I've had a workstation (dual amd rome) for about 2 years. The M2 ssd died after about 1 year. I replaced it with a samsung 980 pro, which then lasted almost 1 more year. Then I replaced it with a 1TB samsung 980 pro, this time with heat sink. This lasted a few weeks. I had been looking at smart nvme data and saw no problems, temp was fine.
Now it's dead again. I can ssh to the machine. I can cat /proc/partitions and no nvme shown. I can only issue a couple of commands (I guess whatever is builtin to bash?), but almost all just give I/O error. no sudo or journatctl.
The machine is only used for compute, not heavy I/O so not caused by ssd wear (and smartctl showed no wear at all).
Any ideas?
Thanks, Neal
On 1/16/22 11:44 AM, Neal Becker wrote:
Now it's dead again. I can ssh to the machine. I can cat /proc/partitions and no nvme shown. I can only issue a couple of commands (I guess whatever is builtin to bash?), but almost all just give I/O error. no sudo or journatctl.
I presume that you're logged in as yourself, so you might try this:
source .bashrc Source is a bash builtin so will work and this should get back your normal CLI environment. It shouldn't really be needed, but might help.
The machine is only used for compute, not heavy I/O so not caused by ssd wear (and smartctl showed no wear at all).
I'm no hardware geek, but it sounds like the connections to the drive are bad.
It just occurred to me that /home might be on that drive. If so, source won't do any good and that will explain why you can't get much done through ssh.
Well I guess I can try reseating it, good idea. Unfortunately this server is remote from me, so might as well collect ideas before driving over.
On Sun, Jan 16, 2022, 3:00 PM Joe Zeff joe@zeff.us wrote:
On 1/16/22 11:44 AM, Neal Becker wrote:
Now it's dead again. I can ssh to the machine. I can cat /proc/partitions and no nvme shown. I can only issue a couple of commands (I guess whatever is builtin to bash?), but almost all just give I/O error. no sudo or journatctl.
I presume that you're logged in as yourself, so you might try this:
source .bashrc Source is a bash builtin so will work and this should get back your normal CLI environment. It shouldn't really be needed, but might help.
The machine is only used for compute, not heavy I/O so not caused by ssd wear (and smartctl showed no wear at all).
I'm no hardware geek, but it sounds like the connections to the drive are bad.
It just occurred to me that /home might be on that drive.
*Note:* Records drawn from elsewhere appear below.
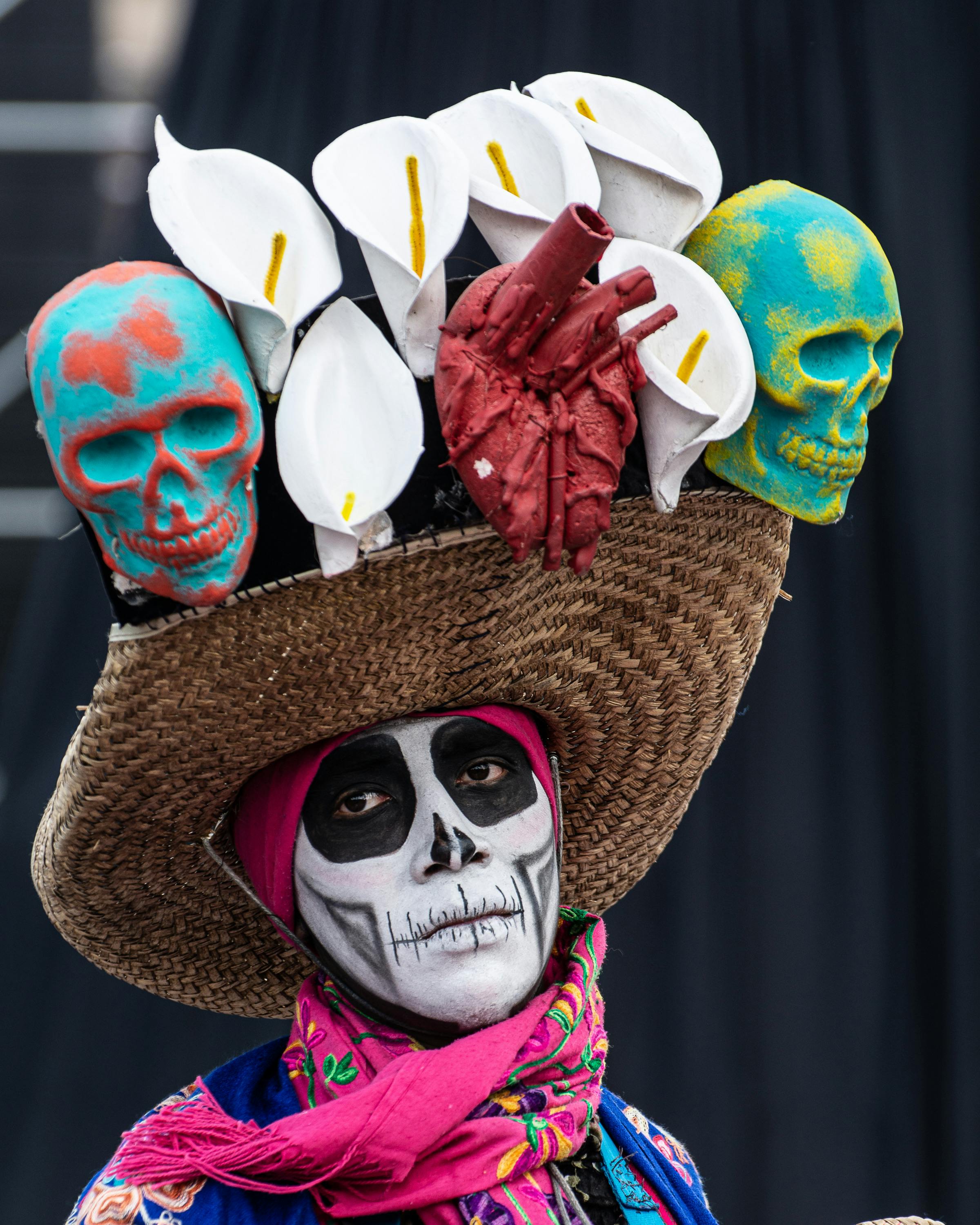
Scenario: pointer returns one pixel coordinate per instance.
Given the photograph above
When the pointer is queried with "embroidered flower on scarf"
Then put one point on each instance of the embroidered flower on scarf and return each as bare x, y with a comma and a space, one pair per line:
116, 1202
640, 1121
550, 1137
482, 1209
675, 1153
301, 1060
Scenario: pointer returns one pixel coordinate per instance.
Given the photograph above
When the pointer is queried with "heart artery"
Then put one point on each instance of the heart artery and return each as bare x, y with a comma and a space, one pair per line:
535, 390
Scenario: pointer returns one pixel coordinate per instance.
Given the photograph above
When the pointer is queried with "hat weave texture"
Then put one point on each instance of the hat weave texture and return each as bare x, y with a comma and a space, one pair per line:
635, 670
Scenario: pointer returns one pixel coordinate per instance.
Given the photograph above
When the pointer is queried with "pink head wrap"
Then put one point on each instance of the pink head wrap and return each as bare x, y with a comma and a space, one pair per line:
271, 803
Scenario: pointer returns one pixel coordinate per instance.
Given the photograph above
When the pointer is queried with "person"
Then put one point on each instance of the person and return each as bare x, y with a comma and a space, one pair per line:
354, 759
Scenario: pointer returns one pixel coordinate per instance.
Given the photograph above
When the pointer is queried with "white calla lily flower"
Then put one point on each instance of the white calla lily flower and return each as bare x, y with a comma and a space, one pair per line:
659, 172
527, 163
255, 236
701, 378
401, 187
348, 433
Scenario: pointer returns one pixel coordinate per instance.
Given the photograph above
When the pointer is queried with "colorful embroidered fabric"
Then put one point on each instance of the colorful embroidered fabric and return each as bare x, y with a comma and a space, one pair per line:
425, 1127
256, 1087
537, 1113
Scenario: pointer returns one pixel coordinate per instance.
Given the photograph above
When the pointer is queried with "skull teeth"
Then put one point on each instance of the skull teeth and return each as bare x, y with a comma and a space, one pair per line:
184, 550
835, 466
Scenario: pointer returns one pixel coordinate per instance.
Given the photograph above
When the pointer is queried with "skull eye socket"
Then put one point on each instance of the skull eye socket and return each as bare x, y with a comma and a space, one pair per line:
841, 356
117, 457
885, 352
204, 428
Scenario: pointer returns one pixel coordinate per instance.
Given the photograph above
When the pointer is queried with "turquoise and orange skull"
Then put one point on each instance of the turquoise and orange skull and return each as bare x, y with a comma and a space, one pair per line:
819, 301
152, 424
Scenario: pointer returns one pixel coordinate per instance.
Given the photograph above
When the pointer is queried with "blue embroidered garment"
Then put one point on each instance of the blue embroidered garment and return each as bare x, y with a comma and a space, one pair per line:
256, 1086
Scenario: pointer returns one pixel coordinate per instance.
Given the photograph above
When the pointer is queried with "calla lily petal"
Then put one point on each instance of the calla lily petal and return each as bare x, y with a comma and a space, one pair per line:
348, 430
659, 172
401, 187
255, 236
701, 379
527, 163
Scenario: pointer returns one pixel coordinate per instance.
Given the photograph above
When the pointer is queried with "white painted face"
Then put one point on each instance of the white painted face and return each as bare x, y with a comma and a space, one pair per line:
427, 870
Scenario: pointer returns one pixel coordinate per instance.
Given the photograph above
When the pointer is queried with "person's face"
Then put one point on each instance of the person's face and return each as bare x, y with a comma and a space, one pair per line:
427, 870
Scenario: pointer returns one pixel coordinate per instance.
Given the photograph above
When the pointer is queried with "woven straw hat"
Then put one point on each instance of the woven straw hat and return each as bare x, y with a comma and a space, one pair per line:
635, 670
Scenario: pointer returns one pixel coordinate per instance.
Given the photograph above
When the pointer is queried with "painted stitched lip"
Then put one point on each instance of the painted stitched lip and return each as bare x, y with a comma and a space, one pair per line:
451, 923
185, 550
836, 466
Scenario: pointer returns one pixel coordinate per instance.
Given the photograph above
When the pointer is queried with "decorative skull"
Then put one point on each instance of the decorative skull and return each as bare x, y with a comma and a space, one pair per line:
819, 301
154, 427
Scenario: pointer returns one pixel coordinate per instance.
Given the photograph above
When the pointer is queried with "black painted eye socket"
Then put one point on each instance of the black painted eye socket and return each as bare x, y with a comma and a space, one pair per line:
362, 802
486, 771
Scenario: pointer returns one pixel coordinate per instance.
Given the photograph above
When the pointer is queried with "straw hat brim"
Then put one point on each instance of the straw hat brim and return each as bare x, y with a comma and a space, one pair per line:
635, 670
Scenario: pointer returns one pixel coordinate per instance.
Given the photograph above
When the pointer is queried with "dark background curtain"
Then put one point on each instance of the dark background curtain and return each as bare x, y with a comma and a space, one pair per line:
794, 989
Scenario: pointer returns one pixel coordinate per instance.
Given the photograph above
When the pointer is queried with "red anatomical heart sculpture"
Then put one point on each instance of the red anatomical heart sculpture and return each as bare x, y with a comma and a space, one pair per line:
533, 384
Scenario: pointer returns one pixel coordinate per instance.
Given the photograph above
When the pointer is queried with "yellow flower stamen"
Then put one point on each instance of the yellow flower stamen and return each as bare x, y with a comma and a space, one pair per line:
693, 357
417, 231
500, 165
275, 266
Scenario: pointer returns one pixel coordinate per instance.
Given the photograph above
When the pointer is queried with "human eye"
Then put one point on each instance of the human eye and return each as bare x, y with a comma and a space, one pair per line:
482, 773
359, 802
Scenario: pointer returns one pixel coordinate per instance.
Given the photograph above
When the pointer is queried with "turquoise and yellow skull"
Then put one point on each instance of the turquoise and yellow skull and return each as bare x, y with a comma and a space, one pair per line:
819, 301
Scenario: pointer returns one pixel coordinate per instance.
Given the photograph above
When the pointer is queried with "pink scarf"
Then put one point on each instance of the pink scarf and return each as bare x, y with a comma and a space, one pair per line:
386, 1126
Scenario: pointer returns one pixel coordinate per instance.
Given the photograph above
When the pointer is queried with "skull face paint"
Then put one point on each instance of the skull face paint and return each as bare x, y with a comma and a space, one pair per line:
819, 301
152, 424
425, 868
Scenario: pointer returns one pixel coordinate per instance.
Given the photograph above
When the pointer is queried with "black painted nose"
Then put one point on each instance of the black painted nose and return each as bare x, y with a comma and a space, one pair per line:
451, 848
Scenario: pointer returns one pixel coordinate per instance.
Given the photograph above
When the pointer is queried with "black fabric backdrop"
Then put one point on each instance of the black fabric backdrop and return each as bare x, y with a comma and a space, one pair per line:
794, 989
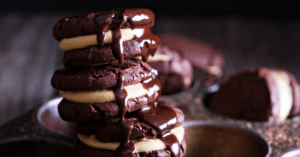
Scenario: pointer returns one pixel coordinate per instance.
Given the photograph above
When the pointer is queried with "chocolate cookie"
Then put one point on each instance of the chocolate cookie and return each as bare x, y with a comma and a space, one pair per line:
202, 55
86, 151
260, 94
175, 73
100, 77
99, 55
78, 112
110, 130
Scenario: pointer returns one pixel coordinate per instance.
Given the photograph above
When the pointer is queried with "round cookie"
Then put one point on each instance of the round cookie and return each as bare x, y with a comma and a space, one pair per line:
259, 94
109, 130
86, 151
100, 77
296, 95
99, 55
175, 73
79, 112
202, 55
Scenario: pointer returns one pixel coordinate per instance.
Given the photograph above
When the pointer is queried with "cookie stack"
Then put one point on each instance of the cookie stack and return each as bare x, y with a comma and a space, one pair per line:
111, 96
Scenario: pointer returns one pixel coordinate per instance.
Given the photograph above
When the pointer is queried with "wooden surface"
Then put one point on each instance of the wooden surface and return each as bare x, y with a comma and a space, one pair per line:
29, 54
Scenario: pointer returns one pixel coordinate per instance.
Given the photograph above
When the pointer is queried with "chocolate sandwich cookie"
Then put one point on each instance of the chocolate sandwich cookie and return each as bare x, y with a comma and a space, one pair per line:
260, 94
109, 130
99, 55
296, 95
79, 112
86, 151
167, 132
101, 77
175, 73
202, 55
108, 27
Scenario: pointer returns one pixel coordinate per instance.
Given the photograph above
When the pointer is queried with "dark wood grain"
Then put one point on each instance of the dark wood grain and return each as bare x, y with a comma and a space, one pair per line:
29, 54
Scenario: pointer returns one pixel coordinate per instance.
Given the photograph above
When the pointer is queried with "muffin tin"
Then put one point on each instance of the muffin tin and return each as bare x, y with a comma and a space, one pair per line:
42, 132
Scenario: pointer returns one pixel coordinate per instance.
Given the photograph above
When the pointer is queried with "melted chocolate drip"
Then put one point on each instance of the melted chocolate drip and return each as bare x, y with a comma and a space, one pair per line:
140, 21
126, 146
158, 115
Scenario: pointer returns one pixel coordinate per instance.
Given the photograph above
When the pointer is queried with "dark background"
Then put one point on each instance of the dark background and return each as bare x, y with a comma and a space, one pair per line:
253, 8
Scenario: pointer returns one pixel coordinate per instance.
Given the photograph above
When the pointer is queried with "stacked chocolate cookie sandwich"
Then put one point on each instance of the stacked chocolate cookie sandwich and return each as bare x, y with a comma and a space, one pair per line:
111, 95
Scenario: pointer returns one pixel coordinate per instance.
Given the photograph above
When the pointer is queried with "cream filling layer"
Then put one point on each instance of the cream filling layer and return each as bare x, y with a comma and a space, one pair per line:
156, 57
80, 42
215, 70
285, 92
141, 145
100, 96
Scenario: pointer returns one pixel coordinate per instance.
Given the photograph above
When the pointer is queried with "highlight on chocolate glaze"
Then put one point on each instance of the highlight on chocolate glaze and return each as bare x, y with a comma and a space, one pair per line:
118, 92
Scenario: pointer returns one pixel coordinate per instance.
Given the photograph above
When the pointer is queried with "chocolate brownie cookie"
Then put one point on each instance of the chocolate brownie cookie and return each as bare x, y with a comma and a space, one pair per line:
175, 73
79, 112
202, 55
260, 94
100, 77
109, 130
86, 151
108, 27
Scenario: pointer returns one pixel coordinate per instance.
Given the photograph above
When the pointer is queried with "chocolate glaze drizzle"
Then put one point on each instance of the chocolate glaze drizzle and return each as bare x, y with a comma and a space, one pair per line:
156, 114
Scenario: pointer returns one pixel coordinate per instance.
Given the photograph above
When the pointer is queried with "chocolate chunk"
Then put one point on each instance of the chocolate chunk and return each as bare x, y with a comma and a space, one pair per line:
86, 151
175, 75
99, 77
99, 55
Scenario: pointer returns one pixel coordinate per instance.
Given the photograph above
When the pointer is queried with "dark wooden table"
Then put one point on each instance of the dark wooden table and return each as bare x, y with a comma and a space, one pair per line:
29, 54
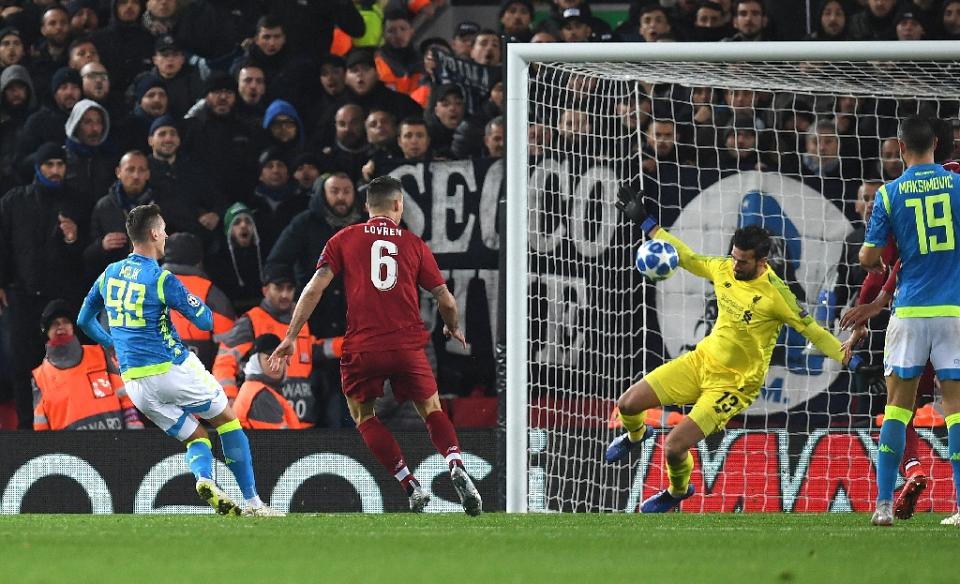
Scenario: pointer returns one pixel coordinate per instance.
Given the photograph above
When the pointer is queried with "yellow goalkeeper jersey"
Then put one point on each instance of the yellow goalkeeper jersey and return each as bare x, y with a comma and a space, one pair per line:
751, 313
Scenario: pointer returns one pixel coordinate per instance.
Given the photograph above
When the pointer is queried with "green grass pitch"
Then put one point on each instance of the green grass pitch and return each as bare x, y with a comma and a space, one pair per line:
669, 549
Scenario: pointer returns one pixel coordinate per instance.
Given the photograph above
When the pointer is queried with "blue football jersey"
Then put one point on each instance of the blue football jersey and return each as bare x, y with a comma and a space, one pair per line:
917, 209
137, 296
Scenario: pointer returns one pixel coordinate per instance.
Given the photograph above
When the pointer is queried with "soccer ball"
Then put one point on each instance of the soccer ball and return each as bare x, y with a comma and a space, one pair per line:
657, 260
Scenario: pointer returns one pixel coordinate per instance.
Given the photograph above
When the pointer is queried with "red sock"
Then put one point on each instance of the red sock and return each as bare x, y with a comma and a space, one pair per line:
910, 452
444, 438
384, 447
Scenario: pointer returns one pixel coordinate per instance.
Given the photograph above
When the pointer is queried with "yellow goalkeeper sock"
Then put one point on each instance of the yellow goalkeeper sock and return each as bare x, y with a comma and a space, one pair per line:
634, 425
680, 476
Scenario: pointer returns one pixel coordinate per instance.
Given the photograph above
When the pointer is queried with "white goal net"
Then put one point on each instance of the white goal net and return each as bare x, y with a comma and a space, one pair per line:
797, 143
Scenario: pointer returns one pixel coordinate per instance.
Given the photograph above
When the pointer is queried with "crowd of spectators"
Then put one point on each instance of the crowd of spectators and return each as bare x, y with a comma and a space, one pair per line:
254, 125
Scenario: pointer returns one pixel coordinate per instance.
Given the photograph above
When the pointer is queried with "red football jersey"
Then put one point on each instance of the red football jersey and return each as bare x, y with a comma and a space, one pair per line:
382, 265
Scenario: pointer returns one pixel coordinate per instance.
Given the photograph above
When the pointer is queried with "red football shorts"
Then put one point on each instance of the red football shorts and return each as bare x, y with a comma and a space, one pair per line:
362, 374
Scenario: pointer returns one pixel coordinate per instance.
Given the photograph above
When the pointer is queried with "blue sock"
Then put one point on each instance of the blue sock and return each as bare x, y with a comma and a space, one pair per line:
200, 458
236, 453
953, 450
893, 435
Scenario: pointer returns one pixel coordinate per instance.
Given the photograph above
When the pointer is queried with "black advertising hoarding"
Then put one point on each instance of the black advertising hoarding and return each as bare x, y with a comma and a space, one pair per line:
297, 471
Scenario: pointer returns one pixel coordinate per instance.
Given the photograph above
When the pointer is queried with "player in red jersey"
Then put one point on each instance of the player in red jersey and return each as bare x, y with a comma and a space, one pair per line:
382, 265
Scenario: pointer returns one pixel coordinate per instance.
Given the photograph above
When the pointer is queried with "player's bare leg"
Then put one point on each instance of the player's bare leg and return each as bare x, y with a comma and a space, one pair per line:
951, 408
237, 456
911, 469
444, 439
632, 407
901, 396
200, 460
676, 450
384, 447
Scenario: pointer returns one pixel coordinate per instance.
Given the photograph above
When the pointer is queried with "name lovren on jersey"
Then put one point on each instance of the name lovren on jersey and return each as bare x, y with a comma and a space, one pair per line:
383, 230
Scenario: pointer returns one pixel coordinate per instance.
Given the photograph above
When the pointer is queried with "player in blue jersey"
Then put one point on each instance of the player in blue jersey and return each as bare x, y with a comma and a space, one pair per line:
162, 377
921, 209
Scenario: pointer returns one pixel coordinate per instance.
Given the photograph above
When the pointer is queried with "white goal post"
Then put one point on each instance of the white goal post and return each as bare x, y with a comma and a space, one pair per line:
866, 71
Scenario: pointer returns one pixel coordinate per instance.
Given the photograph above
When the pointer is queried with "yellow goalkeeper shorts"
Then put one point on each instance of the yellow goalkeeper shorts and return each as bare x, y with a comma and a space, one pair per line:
716, 392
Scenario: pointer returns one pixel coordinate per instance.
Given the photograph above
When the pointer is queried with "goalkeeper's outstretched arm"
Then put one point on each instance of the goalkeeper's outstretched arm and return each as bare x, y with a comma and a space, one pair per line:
631, 205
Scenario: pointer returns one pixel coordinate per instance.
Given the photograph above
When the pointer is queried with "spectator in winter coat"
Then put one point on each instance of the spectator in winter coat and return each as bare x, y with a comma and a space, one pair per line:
217, 139
47, 123
17, 102
284, 129
91, 162
174, 174
11, 47
236, 265
125, 46
40, 259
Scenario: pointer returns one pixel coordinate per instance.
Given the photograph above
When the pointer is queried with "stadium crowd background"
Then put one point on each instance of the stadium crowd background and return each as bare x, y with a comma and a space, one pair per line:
255, 125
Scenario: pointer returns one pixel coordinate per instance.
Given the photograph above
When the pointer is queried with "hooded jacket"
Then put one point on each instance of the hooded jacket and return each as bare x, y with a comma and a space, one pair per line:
292, 149
236, 270
33, 253
91, 169
300, 245
12, 123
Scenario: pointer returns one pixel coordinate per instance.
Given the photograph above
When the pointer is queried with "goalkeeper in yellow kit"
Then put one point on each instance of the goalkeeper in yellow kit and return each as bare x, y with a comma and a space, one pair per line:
723, 375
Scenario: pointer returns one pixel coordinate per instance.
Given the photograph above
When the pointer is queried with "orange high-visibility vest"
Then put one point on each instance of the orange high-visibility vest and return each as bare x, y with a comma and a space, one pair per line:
84, 397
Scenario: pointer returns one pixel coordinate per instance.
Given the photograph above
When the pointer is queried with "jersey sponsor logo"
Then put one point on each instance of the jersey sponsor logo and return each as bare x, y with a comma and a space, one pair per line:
130, 272
808, 232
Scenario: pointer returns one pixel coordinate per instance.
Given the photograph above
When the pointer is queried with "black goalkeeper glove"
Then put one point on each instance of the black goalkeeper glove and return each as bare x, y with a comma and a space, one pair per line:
630, 204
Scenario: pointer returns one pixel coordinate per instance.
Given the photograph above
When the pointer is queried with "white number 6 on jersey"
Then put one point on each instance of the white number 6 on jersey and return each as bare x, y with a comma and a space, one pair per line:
381, 262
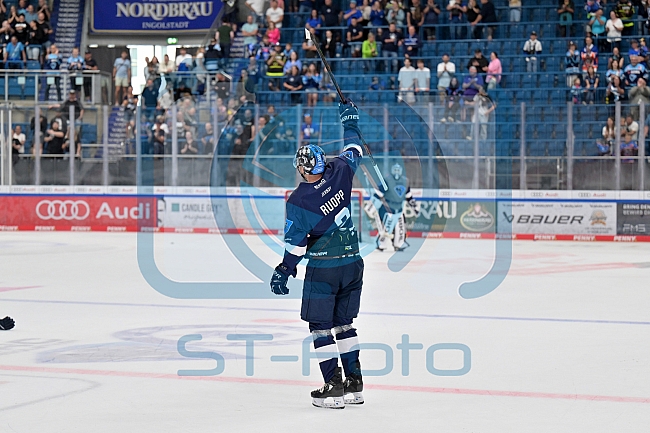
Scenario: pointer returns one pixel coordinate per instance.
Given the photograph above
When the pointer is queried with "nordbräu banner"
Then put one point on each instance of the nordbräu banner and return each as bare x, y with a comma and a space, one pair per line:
153, 16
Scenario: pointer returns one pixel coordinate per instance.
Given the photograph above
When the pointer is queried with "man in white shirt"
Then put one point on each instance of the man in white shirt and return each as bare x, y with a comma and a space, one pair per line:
445, 71
274, 14
406, 78
423, 80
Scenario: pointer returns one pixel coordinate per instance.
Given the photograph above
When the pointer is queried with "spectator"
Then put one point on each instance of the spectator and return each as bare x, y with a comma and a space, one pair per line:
431, 19
14, 54
576, 92
314, 23
629, 147
565, 13
452, 101
309, 47
256, 8
445, 72
369, 52
225, 35
473, 11
532, 48
328, 45
479, 62
457, 9
390, 47
53, 63
30, 14
76, 66
89, 65
406, 78
331, 14
616, 58
352, 13
43, 32
484, 107
625, 11
422, 81
377, 15
293, 61
44, 9
487, 16
55, 140
614, 27
293, 83
591, 79
355, 38
633, 72
572, 64
472, 84
631, 127
21, 29
615, 91
515, 10
415, 16
5, 33
207, 141
275, 67
17, 143
274, 15
589, 51
613, 71
190, 146
639, 94
597, 24
412, 43
396, 15
311, 83
122, 75
494, 71
606, 144
249, 31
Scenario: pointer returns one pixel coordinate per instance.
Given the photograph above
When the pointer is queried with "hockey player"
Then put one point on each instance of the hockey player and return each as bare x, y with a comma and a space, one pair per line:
319, 227
7, 323
391, 224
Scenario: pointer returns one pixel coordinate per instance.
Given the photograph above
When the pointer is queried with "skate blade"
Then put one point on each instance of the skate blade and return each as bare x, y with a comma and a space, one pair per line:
329, 402
353, 398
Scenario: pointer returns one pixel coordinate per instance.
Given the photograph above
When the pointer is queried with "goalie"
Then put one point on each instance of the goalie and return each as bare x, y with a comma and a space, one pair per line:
390, 223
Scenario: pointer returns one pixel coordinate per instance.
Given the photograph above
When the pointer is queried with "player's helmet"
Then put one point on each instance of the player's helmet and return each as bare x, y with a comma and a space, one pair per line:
396, 171
311, 158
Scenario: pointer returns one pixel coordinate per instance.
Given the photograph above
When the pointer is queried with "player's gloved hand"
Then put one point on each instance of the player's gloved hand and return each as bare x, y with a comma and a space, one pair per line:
7, 323
279, 280
349, 114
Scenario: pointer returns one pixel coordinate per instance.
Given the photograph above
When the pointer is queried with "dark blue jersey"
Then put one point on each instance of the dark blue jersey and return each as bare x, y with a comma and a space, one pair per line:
319, 223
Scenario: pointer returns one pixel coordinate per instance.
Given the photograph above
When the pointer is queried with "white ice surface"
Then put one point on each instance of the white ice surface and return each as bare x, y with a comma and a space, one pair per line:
562, 345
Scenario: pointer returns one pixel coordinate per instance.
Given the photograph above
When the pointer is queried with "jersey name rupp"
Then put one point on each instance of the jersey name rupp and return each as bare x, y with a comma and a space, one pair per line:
332, 203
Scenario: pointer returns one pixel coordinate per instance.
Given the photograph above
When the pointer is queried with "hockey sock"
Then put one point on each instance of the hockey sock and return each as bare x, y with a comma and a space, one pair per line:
325, 349
346, 339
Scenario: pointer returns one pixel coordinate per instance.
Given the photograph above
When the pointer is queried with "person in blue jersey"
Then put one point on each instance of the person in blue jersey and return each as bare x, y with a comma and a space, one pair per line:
390, 223
319, 227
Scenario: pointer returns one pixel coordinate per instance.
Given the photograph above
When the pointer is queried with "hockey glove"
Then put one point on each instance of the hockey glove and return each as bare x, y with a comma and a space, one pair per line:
7, 323
279, 280
349, 114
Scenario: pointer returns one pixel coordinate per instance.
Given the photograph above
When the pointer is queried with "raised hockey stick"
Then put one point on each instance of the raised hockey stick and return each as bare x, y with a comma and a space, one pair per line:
344, 100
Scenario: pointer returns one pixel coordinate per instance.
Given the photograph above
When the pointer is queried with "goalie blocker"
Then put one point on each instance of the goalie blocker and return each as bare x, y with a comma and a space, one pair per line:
391, 225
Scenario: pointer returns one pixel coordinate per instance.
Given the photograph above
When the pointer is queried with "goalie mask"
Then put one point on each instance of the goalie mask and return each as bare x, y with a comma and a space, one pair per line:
311, 158
396, 171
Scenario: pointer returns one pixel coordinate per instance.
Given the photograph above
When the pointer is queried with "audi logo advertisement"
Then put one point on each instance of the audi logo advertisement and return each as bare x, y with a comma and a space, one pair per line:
75, 212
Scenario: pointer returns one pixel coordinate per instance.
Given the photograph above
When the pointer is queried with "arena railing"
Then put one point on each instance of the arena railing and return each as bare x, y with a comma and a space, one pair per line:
462, 152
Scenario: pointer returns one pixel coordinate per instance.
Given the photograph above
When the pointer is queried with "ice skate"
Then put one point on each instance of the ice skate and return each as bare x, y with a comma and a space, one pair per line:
330, 395
352, 388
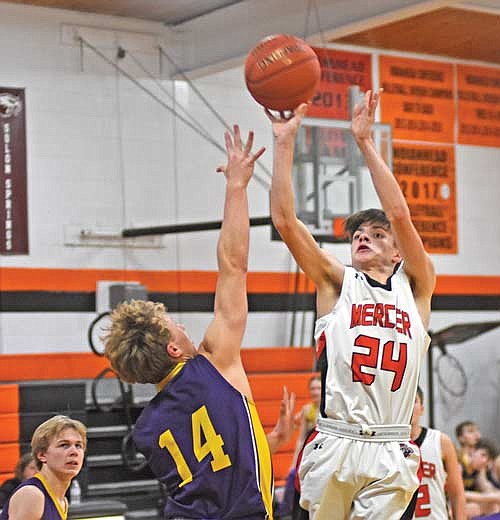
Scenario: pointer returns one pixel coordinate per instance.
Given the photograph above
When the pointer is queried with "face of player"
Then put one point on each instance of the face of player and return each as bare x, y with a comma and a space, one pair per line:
180, 339
315, 391
64, 456
418, 410
470, 436
373, 246
29, 470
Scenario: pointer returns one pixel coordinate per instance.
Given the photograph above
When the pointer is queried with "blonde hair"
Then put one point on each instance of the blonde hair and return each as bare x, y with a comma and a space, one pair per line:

If so, source won't do any good and that will explain why you can't get much done through ssh. _______________________________________________ users mailing list -- users@lists.fedoraproject.org To unsubscribe send an email to users-leave@lists.fedoraproject.org Fedora Code of Conduct: https://docs.fedoraproject.org/en-US/project/code-of-conduct/ List Guidelines: https://fedoraproject.org/wiki/Mailing_list_guidelines List Archives: https://lists.fedoraproject.org/archives/list/users@lists.fedoraproject.org Do not reply to spam on the list, report it: https://pagure.io/fedora-infrastructure
On Sun, 16 Jan 2022 at 16:32, Neal Becker ndbecker2@gmail.com wrote:
Well I guess I can try reseating it, good idea. Unfortunately this server is remote from me, so might as well collect ideas before driving over.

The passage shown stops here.